Kevin Taylor

Personal information
- Full name: Kevin Taylor
- Date of birth: November 4, 1982 (age 43)
- Place of birth: Miami, Florida, United States
- Height: 6 ft 5 in (1.96 m)
- Position: Defender

Youth career
- 2000–2003: Michigan Wolverines

Senior career*
- Years: Team / Apps / (Gls)
- 2002–2005: Michigan Bucks / 56 / (13)
- 2005–2006: Rochester Raging Rhinos / 4 / (0)
- 2007–2008: Minnesota Thunder / 40 / (2)
- 2009–?: Michigan Bucks / 12 / (1)
- 2013–?: Detroit City FC / 2 / (1)
- 2017: AFC Ann Arbor

= Kevin Taylor (soccer) =

American soccer player (born 1982)

Kevin Taylor (born November 4, 1982) is an American soccer player who most recently played for AFC Ann Arbor in the National Premier Soccer League.

==Career==

===College and amateur===
Taylor grew up in Miami, Florida, where he was a 1997 and 1998 All State and 2000 second team All American soccer player at Gulliver Preparatory School. He played college soccer at the University of Michigan from 2000 to 2003., and spent the 2003 collegiate off-season with the Michigan Bucks of the USL Premier Development League.

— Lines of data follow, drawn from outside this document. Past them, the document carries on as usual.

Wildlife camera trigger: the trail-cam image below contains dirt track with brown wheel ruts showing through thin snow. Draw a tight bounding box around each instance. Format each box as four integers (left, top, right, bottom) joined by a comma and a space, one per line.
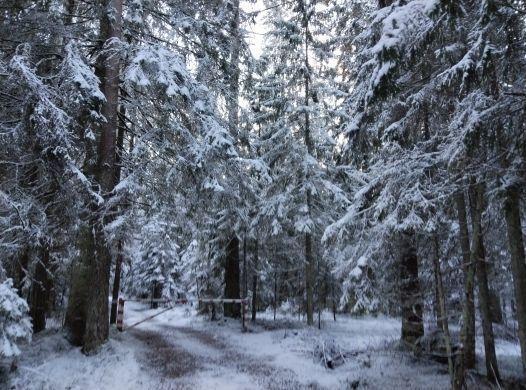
129, 324, 310, 389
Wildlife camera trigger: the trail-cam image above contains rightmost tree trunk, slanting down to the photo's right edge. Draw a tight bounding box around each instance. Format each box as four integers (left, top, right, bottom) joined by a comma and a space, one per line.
504, 187, 526, 375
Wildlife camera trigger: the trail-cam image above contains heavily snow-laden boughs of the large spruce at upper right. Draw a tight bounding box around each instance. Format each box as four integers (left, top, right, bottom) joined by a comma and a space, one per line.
324, 0, 521, 326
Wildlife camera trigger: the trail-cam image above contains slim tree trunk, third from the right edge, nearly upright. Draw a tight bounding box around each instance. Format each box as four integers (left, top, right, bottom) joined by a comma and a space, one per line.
455, 191, 476, 369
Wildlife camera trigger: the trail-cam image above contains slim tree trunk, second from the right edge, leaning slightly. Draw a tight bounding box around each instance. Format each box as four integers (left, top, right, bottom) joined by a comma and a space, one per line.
470, 184, 500, 382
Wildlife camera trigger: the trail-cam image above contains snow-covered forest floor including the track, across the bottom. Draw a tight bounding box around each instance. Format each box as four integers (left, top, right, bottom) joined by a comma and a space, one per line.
11, 302, 520, 390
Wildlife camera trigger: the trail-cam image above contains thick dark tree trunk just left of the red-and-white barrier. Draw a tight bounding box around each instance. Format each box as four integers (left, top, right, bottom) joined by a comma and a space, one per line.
65, 0, 123, 353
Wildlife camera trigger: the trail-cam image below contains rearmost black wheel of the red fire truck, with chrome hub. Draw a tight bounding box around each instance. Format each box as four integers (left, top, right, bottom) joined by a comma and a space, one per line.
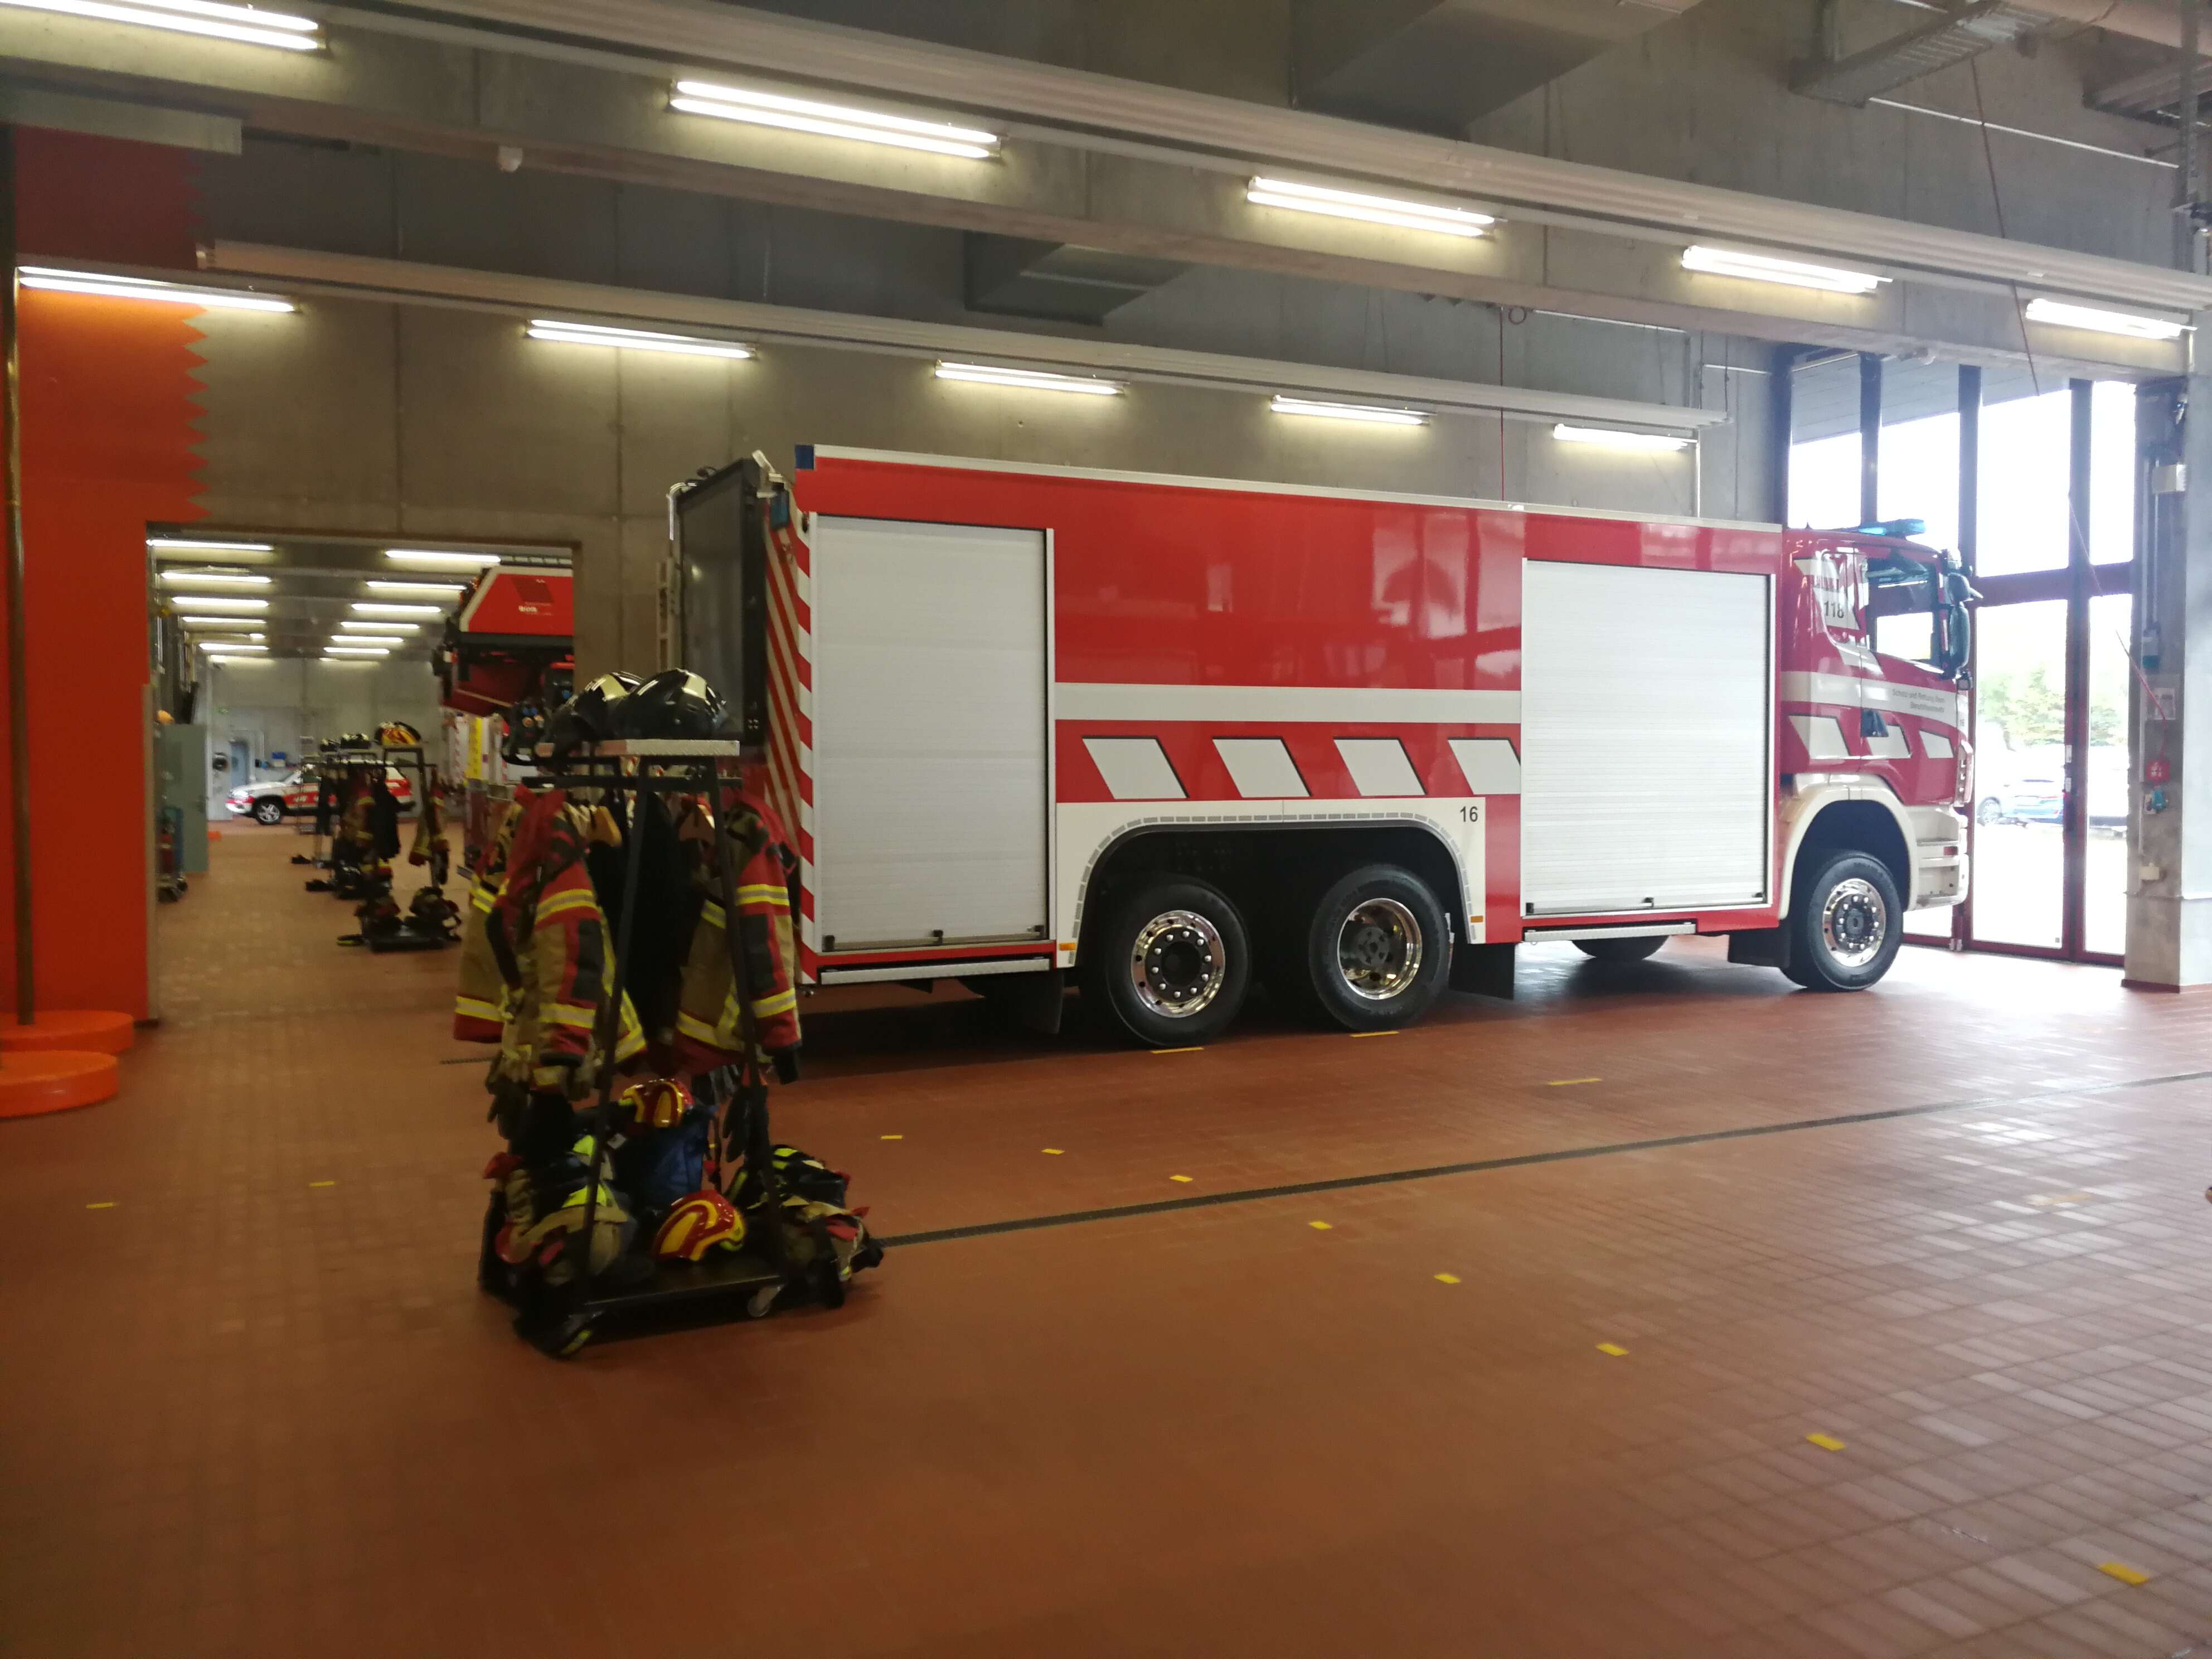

Taylor was drafted in the third round (25th fifth overall) of the 2004 MLS SuperDraft by the Colorado Rapids, but he was not offered a contract by the team, and he returned to play for Bucks for the 2004 and 2005 PDL seasons. In 2005, he was named the PDL Defender of the Year.

===Professional===
Following the Bucks’ elimination from the 2005 PDL playoffs, Taylor signed with the Rochester Rhinos of the USL First Division. He played one game with the Rhinos in 2004 and then three games in 2005. On March 30, 2007, he signed a one-year contract with an option for a second year with the Minnesota Thunder of the USL First Division.

After being released by the Thunder in February 2009, Taylor re-signed with the Michigan Bucks.

In 2013, Taylor signed with Detroit City, and scored on a penalty kick in his second game.